The theme of appearance versus reality continues throughout this section of the novel. The characters are led astray by different misconceptions that are often rooted in long-accepted beliefs that only an outsider can question. For instance, the brujx community splits responsibilities and powers between men and women as though gender is simple. Yadriel, who is completely entrenched in the community’s mores, has never considered that other brujx in the past may have not fit into this gender binary. Julian, an outsider, can see that the division is an oversimplification: “who counts as a man and who counts as a woman? What about nonbinary people? Or intersex? Or agender?” (160). These questions poke holes at the idea of a brujx community that is perfectly divided into brujos and brujas: “There’s no way y’all have been around for thousands of years without there being one person not fitting into the ‘men are this, women are that’ bullshit” (160). Seeing that he is not the first trans brujx helps Yadriel feel less isolated in his identity.
Distrust in the police is yet another theme that appears numerous times in the novel. Yadriel is surprised to see that neither Miguel’s nor Julian’s disappearance is broadcast on television. Omar succinctly sums up the reason for the lack of coverage: “Kids go missing all the time, just no one notices ’cause they’re already living on the streets, or their parents threw them out” (133). The police assume children who have gone missing are runaways because of their race and class.
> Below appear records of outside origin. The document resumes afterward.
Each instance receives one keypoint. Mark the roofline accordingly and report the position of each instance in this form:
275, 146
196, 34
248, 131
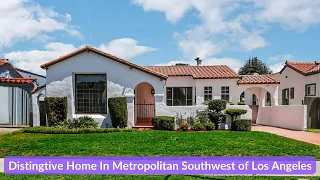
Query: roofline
259, 83
300, 72
6, 61
38, 88
91, 49
25, 71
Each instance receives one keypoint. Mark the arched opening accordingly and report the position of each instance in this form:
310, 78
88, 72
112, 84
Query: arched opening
144, 104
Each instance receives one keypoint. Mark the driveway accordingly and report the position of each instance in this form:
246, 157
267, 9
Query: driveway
309, 137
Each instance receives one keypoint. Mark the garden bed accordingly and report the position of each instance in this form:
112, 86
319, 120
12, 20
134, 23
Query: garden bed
59, 130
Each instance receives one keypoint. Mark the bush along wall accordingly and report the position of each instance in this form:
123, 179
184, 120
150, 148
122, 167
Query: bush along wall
56, 109
118, 111
163, 123
241, 125
234, 113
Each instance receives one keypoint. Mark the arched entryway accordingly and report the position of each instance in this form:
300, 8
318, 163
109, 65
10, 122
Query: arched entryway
144, 104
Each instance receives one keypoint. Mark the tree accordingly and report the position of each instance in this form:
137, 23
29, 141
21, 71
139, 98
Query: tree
254, 65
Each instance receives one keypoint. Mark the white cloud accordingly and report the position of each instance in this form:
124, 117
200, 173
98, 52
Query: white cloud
215, 33
25, 19
125, 48
291, 14
31, 60
233, 25
276, 67
278, 58
276, 63
252, 42
174, 9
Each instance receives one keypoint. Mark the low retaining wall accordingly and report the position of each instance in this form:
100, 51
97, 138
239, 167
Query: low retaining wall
289, 117
191, 111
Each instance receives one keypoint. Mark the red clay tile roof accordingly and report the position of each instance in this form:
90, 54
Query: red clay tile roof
197, 72
88, 48
257, 79
17, 80
6, 62
304, 68
37, 89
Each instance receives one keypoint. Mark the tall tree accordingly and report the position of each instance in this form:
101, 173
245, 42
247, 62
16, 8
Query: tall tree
254, 65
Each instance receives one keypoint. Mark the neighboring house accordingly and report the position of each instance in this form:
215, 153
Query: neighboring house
15, 93
297, 81
88, 77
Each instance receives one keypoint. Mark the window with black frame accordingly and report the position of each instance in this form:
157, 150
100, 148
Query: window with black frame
225, 93
179, 96
208, 93
91, 93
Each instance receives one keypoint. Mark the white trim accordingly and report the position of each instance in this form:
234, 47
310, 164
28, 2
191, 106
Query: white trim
129, 95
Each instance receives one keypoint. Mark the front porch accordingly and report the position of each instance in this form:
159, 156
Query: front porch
17, 102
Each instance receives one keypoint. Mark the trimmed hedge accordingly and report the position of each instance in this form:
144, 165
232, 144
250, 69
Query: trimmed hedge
81, 122
217, 119
209, 126
56, 130
56, 109
198, 126
184, 126
241, 125
163, 123
118, 111
235, 112
217, 105
241, 103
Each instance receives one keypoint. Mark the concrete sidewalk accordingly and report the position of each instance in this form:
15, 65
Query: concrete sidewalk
309, 137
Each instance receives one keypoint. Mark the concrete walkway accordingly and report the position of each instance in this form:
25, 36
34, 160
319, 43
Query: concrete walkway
308, 137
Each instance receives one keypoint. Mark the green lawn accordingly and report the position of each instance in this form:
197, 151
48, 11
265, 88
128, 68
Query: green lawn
151, 143
314, 130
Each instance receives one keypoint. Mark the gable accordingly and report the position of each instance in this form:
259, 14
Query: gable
7, 67
106, 55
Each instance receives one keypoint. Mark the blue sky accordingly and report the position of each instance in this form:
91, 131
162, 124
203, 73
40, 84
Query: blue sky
162, 32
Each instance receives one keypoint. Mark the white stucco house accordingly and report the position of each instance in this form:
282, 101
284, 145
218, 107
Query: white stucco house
298, 80
88, 77
16, 87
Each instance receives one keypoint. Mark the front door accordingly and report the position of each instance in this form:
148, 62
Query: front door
144, 104
285, 97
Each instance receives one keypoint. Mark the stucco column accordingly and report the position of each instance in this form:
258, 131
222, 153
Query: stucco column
261, 99
35, 109
159, 102
130, 108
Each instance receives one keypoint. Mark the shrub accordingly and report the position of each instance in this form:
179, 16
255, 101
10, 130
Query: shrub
241, 125
190, 120
56, 109
209, 126
118, 111
218, 119
163, 123
202, 118
198, 126
217, 105
56, 130
241, 103
235, 112
179, 119
184, 126
81, 122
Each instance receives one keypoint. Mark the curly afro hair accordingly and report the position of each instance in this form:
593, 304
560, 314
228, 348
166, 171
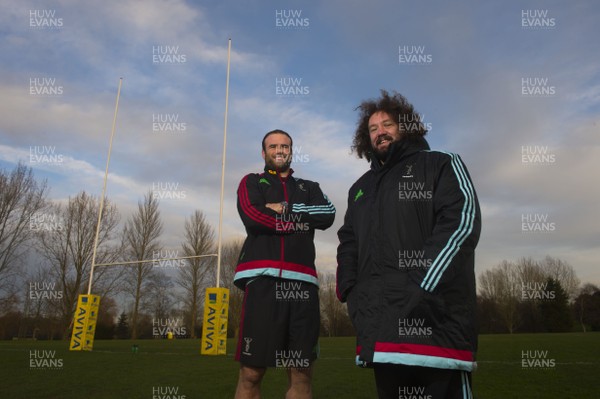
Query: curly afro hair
397, 107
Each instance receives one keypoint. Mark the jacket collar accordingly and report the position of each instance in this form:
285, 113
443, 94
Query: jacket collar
274, 173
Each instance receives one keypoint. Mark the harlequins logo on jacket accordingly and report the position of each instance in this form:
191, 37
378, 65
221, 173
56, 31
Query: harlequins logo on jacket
358, 194
408, 171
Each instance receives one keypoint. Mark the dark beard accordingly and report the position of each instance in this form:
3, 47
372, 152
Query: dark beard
283, 168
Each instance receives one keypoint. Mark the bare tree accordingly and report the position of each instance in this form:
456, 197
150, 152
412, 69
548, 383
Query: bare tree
502, 285
21, 198
199, 240
66, 242
333, 312
563, 272
161, 302
230, 254
141, 234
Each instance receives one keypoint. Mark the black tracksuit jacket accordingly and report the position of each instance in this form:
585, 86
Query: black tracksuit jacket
280, 245
406, 259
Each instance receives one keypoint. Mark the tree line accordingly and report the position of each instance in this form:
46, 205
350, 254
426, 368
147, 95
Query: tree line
46, 251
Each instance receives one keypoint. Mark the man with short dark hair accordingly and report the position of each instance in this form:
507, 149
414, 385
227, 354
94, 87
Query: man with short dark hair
280, 319
406, 257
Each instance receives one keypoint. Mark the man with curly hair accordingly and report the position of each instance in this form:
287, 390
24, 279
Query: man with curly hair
406, 257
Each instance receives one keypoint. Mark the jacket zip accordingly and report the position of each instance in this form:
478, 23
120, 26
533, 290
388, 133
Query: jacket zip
282, 239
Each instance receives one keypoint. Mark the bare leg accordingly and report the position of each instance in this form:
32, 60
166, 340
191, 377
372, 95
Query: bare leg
249, 382
299, 383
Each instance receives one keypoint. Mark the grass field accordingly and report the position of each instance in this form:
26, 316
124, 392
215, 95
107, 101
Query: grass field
562, 366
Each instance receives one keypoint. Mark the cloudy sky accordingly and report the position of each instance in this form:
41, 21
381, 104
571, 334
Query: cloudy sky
512, 86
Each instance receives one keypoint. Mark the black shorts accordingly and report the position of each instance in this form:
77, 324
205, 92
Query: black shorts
280, 324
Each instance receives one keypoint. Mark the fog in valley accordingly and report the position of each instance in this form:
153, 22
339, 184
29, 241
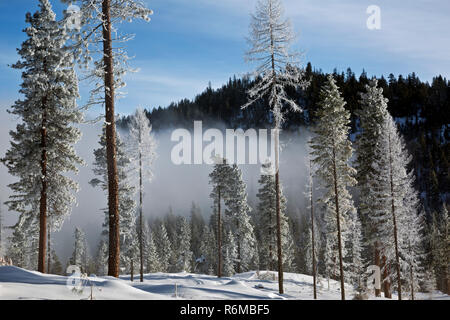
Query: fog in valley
173, 186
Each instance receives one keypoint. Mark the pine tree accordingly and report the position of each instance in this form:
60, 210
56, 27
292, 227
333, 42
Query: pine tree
355, 252
102, 258
1, 230
440, 252
127, 204
184, 261
267, 226
270, 39
312, 230
153, 260
141, 147
164, 248
80, 255
229, 254
394, 197
332, 151
42, 150
238, 220
197, 227
98, 18
208, 249
371, 116
219, 181
57, 267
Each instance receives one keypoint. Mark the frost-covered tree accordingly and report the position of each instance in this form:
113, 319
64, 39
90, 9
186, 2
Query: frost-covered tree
183, 250
98, 34
151, 254
371, 116
413, 245
267, 225
102, 258
229, 254
141, 149
19, 244
127, 204
312, 231
331, 153
164, 248
395, 200
219, 179
356, 265
197, 226
1, 230
238, 220
41, 152
439, 241
270, 39
79, 255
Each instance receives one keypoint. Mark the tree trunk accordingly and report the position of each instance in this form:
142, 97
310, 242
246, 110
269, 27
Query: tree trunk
141, 238
113, 184
312, 233
336, 199
412, 281
43, 200
377, 263
386, 281
49, 256
277, 188
397, 257
219, 240
132, 270
238, 266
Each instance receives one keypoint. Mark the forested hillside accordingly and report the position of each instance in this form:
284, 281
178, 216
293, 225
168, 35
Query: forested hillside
421, 109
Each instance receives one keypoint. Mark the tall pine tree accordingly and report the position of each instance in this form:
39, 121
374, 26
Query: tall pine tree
331, 153
42, 150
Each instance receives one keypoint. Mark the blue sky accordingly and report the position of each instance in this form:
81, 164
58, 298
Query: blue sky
190, 43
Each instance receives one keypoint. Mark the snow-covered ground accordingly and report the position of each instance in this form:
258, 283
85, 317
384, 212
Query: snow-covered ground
16, 283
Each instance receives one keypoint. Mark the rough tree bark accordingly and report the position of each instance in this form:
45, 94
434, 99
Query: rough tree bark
43, 200
141, 240
219, 240
277, 199
312, 233
113, 199
394, 221
336, 199
377, 263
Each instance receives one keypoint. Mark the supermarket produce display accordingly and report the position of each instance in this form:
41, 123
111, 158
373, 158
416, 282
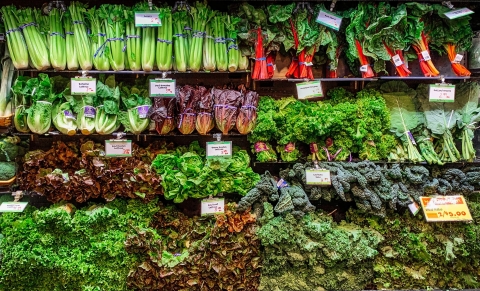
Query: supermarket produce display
249, 146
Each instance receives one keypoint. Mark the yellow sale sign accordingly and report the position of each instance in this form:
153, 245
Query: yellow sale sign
445, 208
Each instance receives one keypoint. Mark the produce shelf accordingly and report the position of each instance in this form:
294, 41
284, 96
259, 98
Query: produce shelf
367, 79
130, 72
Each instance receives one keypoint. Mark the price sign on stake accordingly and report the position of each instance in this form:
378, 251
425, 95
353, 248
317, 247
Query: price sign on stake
118, 148
397, 60
445, 208
458, 13
306, 90
217, 149
13, 206
83, 86
426, 56
318, 177
329, 19
213, 206
143, 19
458, 59
162, 88
441, 93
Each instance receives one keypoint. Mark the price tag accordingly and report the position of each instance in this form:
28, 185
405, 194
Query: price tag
83, 86
118, 148
89, 111
397, 60
162, 88
68, 114
145, 19
414, 208
318, 177
442, 93
143, 111
306, 90
213, 206
458, 59
364, 68
219, 149
329, 20
13, 206
458, 13
445, 208
426, 56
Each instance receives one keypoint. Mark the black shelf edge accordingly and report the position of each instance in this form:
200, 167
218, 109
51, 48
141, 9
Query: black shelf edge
130, 72
460, 163
368, 79
127, 135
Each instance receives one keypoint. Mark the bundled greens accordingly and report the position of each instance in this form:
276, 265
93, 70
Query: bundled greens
137, 103
82, 43
186, 173
15, 40
107, 103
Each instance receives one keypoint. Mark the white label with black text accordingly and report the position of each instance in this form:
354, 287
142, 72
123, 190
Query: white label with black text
318, 177
13, 206
118, 148
213, 206
83, 86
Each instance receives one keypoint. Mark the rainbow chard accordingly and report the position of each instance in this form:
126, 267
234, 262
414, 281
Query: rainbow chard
247, 115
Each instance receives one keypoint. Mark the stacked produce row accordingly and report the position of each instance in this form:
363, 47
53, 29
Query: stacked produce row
43, 101
385, 121
199, 38
135, 246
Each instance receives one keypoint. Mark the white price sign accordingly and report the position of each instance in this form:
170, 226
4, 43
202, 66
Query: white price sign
458, 59
426, 56
162, 88
83, 86
143, 19
213, 206
329, 20
397, 60
414, 208
442, 93
219, 149
318, 177
306, 90
13, 206
458, 13
118, 148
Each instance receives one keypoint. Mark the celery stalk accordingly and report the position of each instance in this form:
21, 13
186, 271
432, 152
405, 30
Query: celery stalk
15, 41
82, 43
180, 40
113, 16
209, 49
164, 45
220, 43
201, 15
148, 48
98, 38
58, 56
36, 43
71, 56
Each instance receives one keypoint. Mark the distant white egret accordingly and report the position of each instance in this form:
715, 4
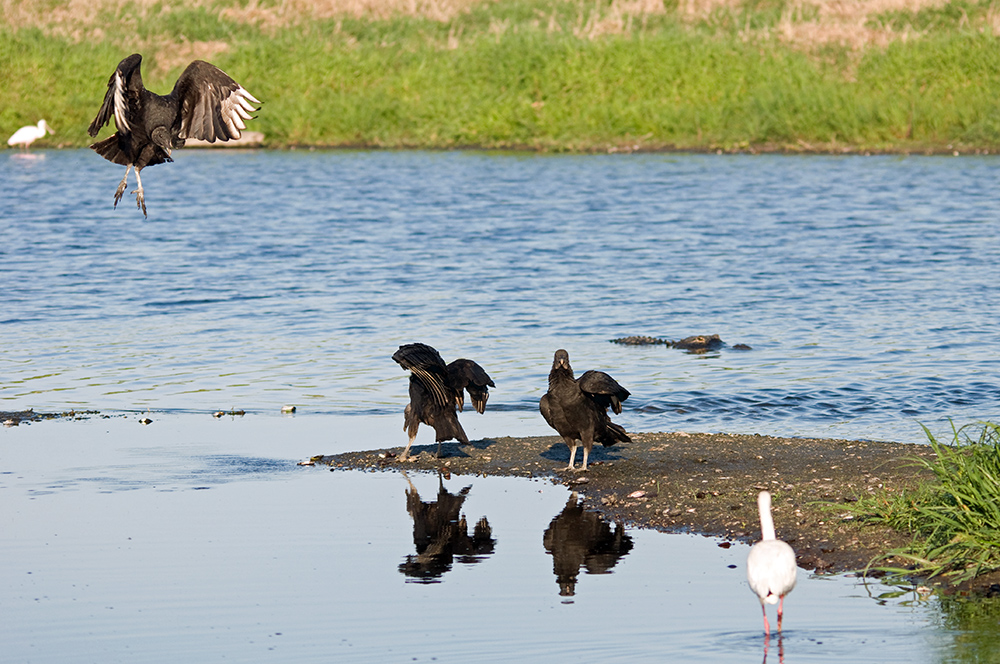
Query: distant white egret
25, 136
770, 565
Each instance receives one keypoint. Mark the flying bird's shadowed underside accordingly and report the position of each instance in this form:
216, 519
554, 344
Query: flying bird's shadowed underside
205, 104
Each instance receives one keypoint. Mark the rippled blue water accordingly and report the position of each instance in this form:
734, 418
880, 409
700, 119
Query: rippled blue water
867, 286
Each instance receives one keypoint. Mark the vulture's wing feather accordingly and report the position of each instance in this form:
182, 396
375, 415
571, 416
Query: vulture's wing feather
213, 105
467, 375
603, 390
426, 364
116, 99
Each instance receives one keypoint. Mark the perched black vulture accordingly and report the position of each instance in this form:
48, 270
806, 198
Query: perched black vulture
437, 390
578, 537
205, 104
577, 408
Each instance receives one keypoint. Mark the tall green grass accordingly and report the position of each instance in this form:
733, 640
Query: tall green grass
415, 82
955, 519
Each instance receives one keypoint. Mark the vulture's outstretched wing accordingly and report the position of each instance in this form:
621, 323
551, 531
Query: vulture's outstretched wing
603, 389
213, 105
426, 364
467, 375
121, 90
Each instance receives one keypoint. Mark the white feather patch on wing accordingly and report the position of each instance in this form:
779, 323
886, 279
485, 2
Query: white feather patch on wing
121, 105
234, 111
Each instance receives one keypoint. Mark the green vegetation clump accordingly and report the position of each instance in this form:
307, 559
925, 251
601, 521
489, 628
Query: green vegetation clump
955, 519
550, 75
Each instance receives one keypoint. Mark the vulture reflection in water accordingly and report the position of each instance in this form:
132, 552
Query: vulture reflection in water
577, 538
440, 534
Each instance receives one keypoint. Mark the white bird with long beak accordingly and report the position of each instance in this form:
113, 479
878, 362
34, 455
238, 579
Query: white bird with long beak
770, 565
25, 136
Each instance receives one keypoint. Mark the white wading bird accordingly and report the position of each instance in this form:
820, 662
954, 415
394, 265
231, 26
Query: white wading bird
25, 136
770, 565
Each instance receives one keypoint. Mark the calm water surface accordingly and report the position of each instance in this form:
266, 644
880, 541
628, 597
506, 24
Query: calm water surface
191, 540
866, 286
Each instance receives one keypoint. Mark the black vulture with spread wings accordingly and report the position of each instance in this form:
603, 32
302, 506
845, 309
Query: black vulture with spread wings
577, 408
205, 104
437, 392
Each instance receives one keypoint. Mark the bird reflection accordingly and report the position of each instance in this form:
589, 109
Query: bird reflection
577, 538
441, 534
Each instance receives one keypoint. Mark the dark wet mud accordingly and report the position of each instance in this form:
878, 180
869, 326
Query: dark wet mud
704, 483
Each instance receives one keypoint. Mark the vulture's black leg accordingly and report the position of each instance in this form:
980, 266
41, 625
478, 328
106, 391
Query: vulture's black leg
140, 200
571, 444
122, 185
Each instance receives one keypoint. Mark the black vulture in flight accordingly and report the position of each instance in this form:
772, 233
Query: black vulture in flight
577, 408
437, 391
205, 104
441, 533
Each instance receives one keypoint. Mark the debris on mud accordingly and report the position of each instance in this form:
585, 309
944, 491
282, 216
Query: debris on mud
705, 483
Instead of trying to help Miguel’s family find him, the police question their citizenship status. Treating the family as second-class citizens is par for the course: “Over the last few years, more and more people in their community—brujx and otherwise—had been deported. Families were split apart, and good people were torn away from their homes. People were fearful of the police and scared to seek out help when they needed it” (151). Instead of protecting and safeguarding the community, the police instead become an active threat. Thomas leads the reader to question whom the police protect, and what groups of people are directly harmed as a result.